To understand my reluctance to receive it, you have to understand a bit about the geography of my region.
Tidewater Virginia, and specifically my hometown of Mathews, is blessed with a surrounding network of river, creeks and coves that, until the advent of the automobile, made traveling by land completely unnecessary. Study a Civil War era map of Tidewater and the Northern Neck and you'll notice a decided lack of railroad tracks east of the fall-line of Virginia. Why construct roads and rail-roads when you could travel so easily by boat instead?
Therefore, all the older homes in the area were not constructed near the road, they are almost all located on the waterfront. To view these ancestral halls, (now most likely inhabited by a couple of "come-heres" from Richmond) one must trespass drive down the long, narrow, bumpy lane, with no idea whether these were friendly "come-heres" (sipping iced-tea in their newly renovated kitchen), or grumpy ones (who might shoot us).
The thought that anyone might be less-than-enthused about our unannounced visit never occurred to my Daddy. He meandered on down the lane, and never worried about what he might find at the other end. You can do that when you're 6' 5 1/2" and weigh 275 lbs. (Unless they actually shot at you, grumpy "come-heres" mattered little in his reckoning). He was not worried.
I, however, was examining every hedgerow and road-shoulder for a spot wide enough to execute a three-point turn. I was sure we were going to be shot, or worse, embarrassed. I cowered in the back seat and waited for it to be over.
Skip forward thirty years, and my mother and I are touring the back roads of Hanover County near the historic landing at Piping Tree Ferry. We've been told by family-lorists that my great-grandfather's first wife, mother of my father's half-uncle (yeah, you heard that right, would I make something like that up?), was from this area, tantalizingly close to my current domicile, and that her ancestral home still stands!

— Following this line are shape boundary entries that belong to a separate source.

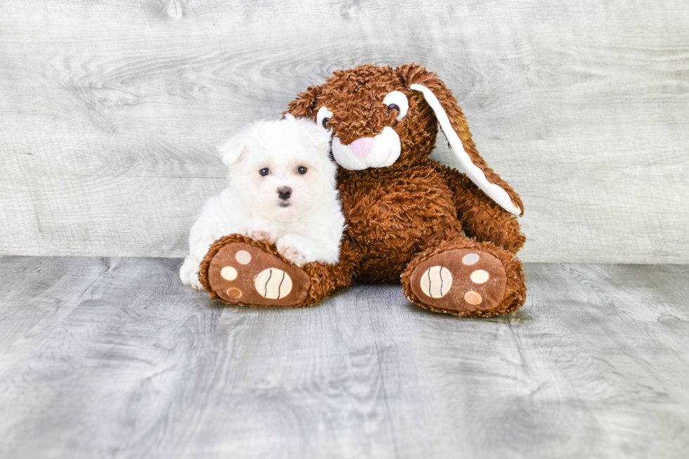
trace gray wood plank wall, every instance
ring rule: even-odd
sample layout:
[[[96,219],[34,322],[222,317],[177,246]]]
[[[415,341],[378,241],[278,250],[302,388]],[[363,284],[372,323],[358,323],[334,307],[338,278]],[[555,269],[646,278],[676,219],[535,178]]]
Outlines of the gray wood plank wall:
[[[0,253],[181,256],[215,145],[411,61],[522,194],[524,260],[689,261],[685,0],[2,0]]]

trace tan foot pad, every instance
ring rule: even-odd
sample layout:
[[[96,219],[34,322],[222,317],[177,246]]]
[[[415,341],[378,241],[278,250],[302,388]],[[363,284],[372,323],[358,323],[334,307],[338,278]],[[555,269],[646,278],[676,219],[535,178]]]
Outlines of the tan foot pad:
[[[295,306],[306,298],[309,276],[275,255],[245,243],[228,244],[208,269],[213,291],[231,304]]]
[[[487,311],[502,301],[507,275],[491,254],[455,249],[419,264],[411,282],[411,291],[425,304],[452,311]]]

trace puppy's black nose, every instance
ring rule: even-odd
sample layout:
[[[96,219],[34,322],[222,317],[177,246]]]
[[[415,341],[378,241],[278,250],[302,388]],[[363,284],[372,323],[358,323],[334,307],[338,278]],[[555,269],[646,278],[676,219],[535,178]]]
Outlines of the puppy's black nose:
[[[292,195],[292,188],[289,186],[281,186],[278,188],[278,195],[280,196],[280,199],[288,200]]]

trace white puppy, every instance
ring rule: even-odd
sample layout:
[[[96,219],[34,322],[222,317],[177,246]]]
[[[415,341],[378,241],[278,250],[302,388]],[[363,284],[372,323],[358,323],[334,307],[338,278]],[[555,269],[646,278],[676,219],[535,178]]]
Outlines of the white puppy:
[[[235,233],[275,243],[297,266],[337,263],[344,216],[330,140],[330,131],[288,115],[257,122],[219,147],[229,186],[206,202],[191,228],[182,283],[201,290],[199,264],[208,248]]]

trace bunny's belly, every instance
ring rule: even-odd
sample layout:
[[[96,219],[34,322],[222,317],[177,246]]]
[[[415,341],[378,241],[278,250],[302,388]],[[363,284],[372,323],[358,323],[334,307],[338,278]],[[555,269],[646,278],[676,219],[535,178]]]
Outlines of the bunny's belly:
[[[366,171],[341,181],[347,233],[359,252],[358,280],[399,282],[438,233],[460,232],[452,193],[435,169]]]

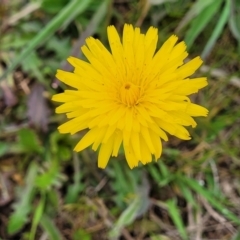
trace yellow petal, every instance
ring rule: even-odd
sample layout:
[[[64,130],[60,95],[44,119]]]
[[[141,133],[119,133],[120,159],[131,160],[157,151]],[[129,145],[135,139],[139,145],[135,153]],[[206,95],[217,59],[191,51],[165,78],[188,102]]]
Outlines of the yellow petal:
[[[98,155],[98,167],[105,168],[113,151],[113,136],[103,143]]]
[[[75,146],[74,151],[80,152],[90,146],[95,141],[96,136],[99,134],[99,131],[99,128],[90,129]]]

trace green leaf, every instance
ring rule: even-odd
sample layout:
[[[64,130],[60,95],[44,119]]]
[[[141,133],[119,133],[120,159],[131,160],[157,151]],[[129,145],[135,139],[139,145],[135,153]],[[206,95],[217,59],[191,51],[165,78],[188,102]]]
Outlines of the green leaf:
[[[193,19],[191,22],[190,28],[187,30],[186,37],[184,41],[188,46],[188,49],[191,48],[194,40],[198,37],[198,35],[203,31],[203,29],[207,26],[210,20],[214,17],[216,12],[219,10],[221,6],[222,0],[216,0],[210,5],[208,5],[204,11],[200,12],[200,14]]]
[[[6,154],[8,151],[8,144],[1,142],[0,143],[0,157],[3,156],[4,154]]]
[[[84,229],[78,229],[76,232],[73,234],[73,240],[91,240],[92,237],[91,235],[85,231]]]
[[[31,201],[34,196],[34,182],[37,175],[38,166],[32,163],[26,177],[26,186],[22,190],[19,202],[14,206],[14,212],[10,216],[7,231],[9,234],[18,232],[26,223],[27,216],[31,210]]]
[[[41,8],[52,14],[56,14],[67,4],[68,0],[43,0]]]
[[[237,4],[238,3],[238,4]],[[233,36],[240,41],[240,2],[231,1],[231,14],[229,17],[229,27]]]
[[[214,28],[213,33],[212,33],[211,37],[209,38],[209,40],[208,40],[208,42],[207,42],[207,44],[206,44],[206,46],[205,46],[205,48],[204,48],[204,50],[201,54],[201,57],[203,59],[206,59],[207,56],[212,51],[212,49],[214,47],[214,44],[216,43],[218,37],[222,33],[222,30],[223,30],[225,24],[228,21],[229,14],[230,14],[230,0],[226,0],[224,9],[221,13],[221,17],[218,20],[217,25]]]
[[[229,211],[220,201],[217,199],[209,190],[203,188],[194,179],[187,178],[185,176],[178,176],[179,181],[187,184],[192,190],[203,196],[214,208],[216,208],[220,213],[226,216],[229,220],[240,226],[240,219],[238,216]]]
[[[186,228],[184,227],[184,224],[182,221],[182,216],[178,210],[176,200],[175,199],[168,200],[167,206],[168,206],[168,212],[169,212],[175,226],[177,227],[180,236],[182,237],[182,239],[188,239]]]
[[[39,201],[38,206],[36,208],[36,211],[34,213],[31,233],[30,233],[30,237],[29,237],[30,240],[34,240],[35,239],[37,226],[38,226],[39,221],[40,221],[40,219],[41,219],[41,217],[43,215],[44,206],[45,206],[45,194],[42,194],[42,198]]]
[[[128,226],[134,222],[134,220],[139,216],[139,213],[143,214],[142,210],[148,209],[149,198],[146,193],[138,194],[134,200],[129,204],[129,206],[122,212],[113,229],[109,232],[109,238],[119,237],[121,230],[124,226]]]
[[[185,14],[185,17],[179,23],[176,32],[180,32],[187,24],[189,24],[198,14],[205,11],[205,8],[216,0],[198,0],[190,10]]]
[[[0,80],[5,78],[11,71],[13,71],[26,57],[36,49],[40,44],[43,44],[50,36],[52,36],[57,29],[69,24],[77,15],[82,13],[87,6],[90,4],[91,0],[72,0],[69,1],[56,17],[49,22],[41,32],[39,32],[34,39],[24,48],[24,50],[19,54],[19,56],[14,60],[12,65],[6,70]]]
[[[61,184],[60,166],[56,159],[51,161],[51,165],[46,172],[37,176],[35,183],[42,191],[50,189],[53,185]]]

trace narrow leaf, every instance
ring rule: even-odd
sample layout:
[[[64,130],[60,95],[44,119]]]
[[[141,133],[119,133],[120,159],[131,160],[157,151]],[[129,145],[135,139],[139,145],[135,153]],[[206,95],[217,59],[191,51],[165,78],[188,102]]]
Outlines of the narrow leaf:
[[[180,236],[184,240],[187,239],[186,228],[184,227],[184,224],[182,221],[182,216],[178,210],[175,199],[168,200],[167,206],[168,206],[168,212],[169,212],[175,226],[177,227]]]
[[[224,9],[221,13],[221,17],[220,17],[219,21],[217,22],[217,25],[216,25],[215,29],[213,30],[213,33],[212,33],[211,37],[209,38],[209,40],[202,52],[202,55],[201,55],[202,59],[206,59],[207,56],[212,51],[214,44],[216,43],[218,37],[222,33],[222,30],[223,30],[225,24],[228,21],[229,14],[230,14],[230,0],[226,0]]]
[[[78,14],[82,13],[87,6],[90,4],[91,0],[72,0],[69,1],[68,5],[59,12],[59,14],[49,22],[46,27],[36,35],[34,39],[24,48],[24,50],[19,54],[19,56],[14,60],[12,65],[7,69],[7,71],[0,77],[0,80],[5,78],[7,74],[13,71],[24,59],[40,44],[43,44],[54,32],[71,22]]]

I've lived here for over seven years and never found her house, although in recent years, with clues from my eldest uncle, I've gotten really close.
On this particular sunny day, we've located a subdivision with a road named after the old home, but no evidence of a house old enough to be the right one in sight. On the way in, we passed a tall, elegant old place whose property borders the little subdivision. Its painted brick facade looked to be of the right vintage, so I determine that I will just STOP IN and ASK.

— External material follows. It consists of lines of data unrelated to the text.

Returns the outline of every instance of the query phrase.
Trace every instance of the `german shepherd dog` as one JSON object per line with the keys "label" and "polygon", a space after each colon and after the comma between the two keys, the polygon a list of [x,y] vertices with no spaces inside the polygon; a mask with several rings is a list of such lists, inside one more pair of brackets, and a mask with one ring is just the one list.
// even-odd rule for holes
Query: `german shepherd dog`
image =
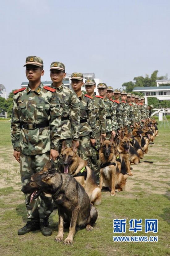
{"label": "german shepherd dog", "polygon": [[76,151],[75,142],[70,148],[67,148],[63,141],[61,155],[64,167],[64,173],[75,178],[84,189],[90,202],[98,205],[101,201],[101,190],[96,183],[93,172],[87,166],[86,161],[77,155]]}
{"label": "german shepherd dog", "polygon": [[32,193],[31,197],[33,199],[41,193],[52,195],[57,206],[59,216],[58,233],[55,241],[63,241],[64,221],[70,225],[69,234],[63,243],[71,245],[76,226],[78,229],[86,227],[87,230],[92,230],[92,226],[97,218],[97,212],[90,203],[83,188],[75,179],[69,174],[59,173],[51,167],[49,163],[42,171],[34,174],[22,191],[26,194]]}
{"label": "german shepherd dog", "polygon": [[127,174],[123,175],[121,173],[117,167],[114,154],[113,140],[113,136],[108,140],[101,135],[99,150],[101,168],[99,187],[101,189],[104,181],[105,184],[111,188],[111,196],[115,196],[115,192],[124,190],[128,177]]}
{"label": "german shepherd dog", "polygon": [[125,162],[126,172],[130,176],[133,176],[130,168],[130,162],[129,160],[129,151],[130,148],[130,139],[131,134],[129,133],[127,136],[123,137],[121,134],[119,138],[120,142],[117,146],[117,150],[121,156],[124,159]]}

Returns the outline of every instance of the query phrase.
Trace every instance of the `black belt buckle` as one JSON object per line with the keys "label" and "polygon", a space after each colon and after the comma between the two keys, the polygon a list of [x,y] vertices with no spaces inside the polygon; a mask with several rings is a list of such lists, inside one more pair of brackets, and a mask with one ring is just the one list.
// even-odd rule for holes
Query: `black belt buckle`
{"label": "black belt buckle", "polygon": [[34,130],[35,128],[34,125],[34,124],[28,124],[28,129],[29,130]]}

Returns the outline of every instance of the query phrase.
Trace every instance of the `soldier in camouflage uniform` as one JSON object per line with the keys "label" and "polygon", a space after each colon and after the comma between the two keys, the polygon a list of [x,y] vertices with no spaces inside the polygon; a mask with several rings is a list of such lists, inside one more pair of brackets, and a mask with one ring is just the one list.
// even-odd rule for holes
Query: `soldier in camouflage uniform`
{"label": "soldier in camouflage uniform", "polygon": [[123,115],[122,119],[123,126],[126,125],[127,127],[130,124],[130,122],[128,119],[128,104],[126,103],[126,100],[127,98],[127,94],[126,92],[123,91],[121,93],[121,104],[123,106]]}
{"label": "soldier in camouflage uniform", "polygon": [[106,97],[107,86],[104,83],[97,85],[98,92],[100,96],[103,97],[106,111],[106,138],[109,140],[112,135],[116,136],[116,131],[118,128],[116,119],[116,112],[114,105],[114,101]]}
{"label": "soldier in camouflage uniform", "polygon": [[134,94],[132,94],[131,104],[134,109],[134,122],[135,123],[138,123],[138,108],[137,104],[135,103],[135,95]]}
{"label": "soldier in camouflage uniform", "polygon": [[141,106],[139,104],[139,103],[138,103],[138,102],[139,101],[139,97],[138,96],[138,95],[135,95],[135,103],[136,105],[137,105],[137,107],[138,107],[138,122],[140,124],[141,124]]}
{"label": "soldier in camouflage uniform", "polygon": [[50,70],[53,82],[52,87],[56,89],[60,99],[62,115],[60,153],[63,141],[67,147],[71,147],[74,141],[77,147],[79,145],[78,138],[80,127],[80,101],[75,93],[64,85],[62,82],[66,75],[64,64],[57,61],[52,62]]}
{"label": "soldier in camouflage uniform", "polygon": [[91,146],[96,142],[96,122],[95,111],[92,98],[81,91],[84,85],[83,75],[73,73],[71,75],[71,85],[80,101],[80,127],[79,136],[79,154],[80,157],[87,161],[91,167]]}
{"label": "soldier in camouflage uniform", "polygon": [[[87,95],[92,98],[93,102],[96,122],[95,128],[96,141],[96,146],[97,149],[99,150],[100,145],[100,137],[101,134],[105,137],[106,135],[105,105],[103,102],[103,97],[98,95],[96,96],[94,93],[94,90],[96,85],[94,79],[86,79],[85,80],[84,85]],[[100,169],[98,154],[93,148],[92,148],[92,152],[91,167],[95,172],[97,180],[98,180]]]}
{"label": "soldier in camouflage uniform", "polygon": [[121,96],[121,91],[120,90],[116,89],[113,91],[113,96],[114,98],[114,105],[116,111],[116,118],[118,124],[119,128],[118,132],[120,131],[121,127],[123,127],[122,116],[123,116],[123,106],[120,101],[120,97]]}
{"label": "soldier in camouflage uniform", "polygon": [[128,113],[128,119],[129,122],[129,124],[128,125],[128,130],[129,132],[131,131],[131,128],[133,127],[134,122],[135,119],[134,115],[134,108],[131,102],[132,94],[130,93],[127,93],[127,106]]}
{"label": "soldier in camouflage uniform", "polygon": [[[52,158],[58,156],[61,129],[59,99],[55,90],[43,86],[43,61],[36,56],[27,58],[28,86],[14,92],[11,137],[14,156],[20,164],[22,186],[34,173],[41,171]],[[40,228],[43,234],[50,236],[48,218],[53,211],[52,198],[43,193],[36,199],[25,194],[28,218],[31,220],[18,234]]]}
{"label": "soldier in camouflage uniform", "polygon": [[141,97],[141,119],[142,120],[144,120],[147,118],[147,106],[146,104],[144,103],[145,98],[144,97]]}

A certain four-year-old captive, tightly spancelled in her booster in the back seat, immediately begins to protest LOUDLY. "NO Mama! Don't get out of the car! Please don't knock on the door!" I can read between the lines - "YOU MIGHT GET SHOT!" I ignore her protests and proceed to have a perfectly lovely conversation with a very nice gentleman (who I swear was sipping iced-tea when I got there).
I explain to him that I am searching for the ancestral home of my great-grandfather's first wife, who died in childbirth. Her baby boy lived to a ripe old age, but was childless. His half-siblings loved him so dearly, that they passed his mother's family name down to their children, and we carry it forward in our family line to this day. I would dearly love to see her family' home.
The very nice gentleman just beams, and happily assures me, "This is why I just love Virginia."
His home was not the one for which I was searching for, but he directed me to it. The object of our search stands just around the corner: a beautiful old farm house -- majestic, plain and stately at the top of hill, hidden by a bend in the road.
I love Virginia, too, and if I don't someday get shot for trespassing, maybe I'll get a chance to pass that love on to my own little captive audience.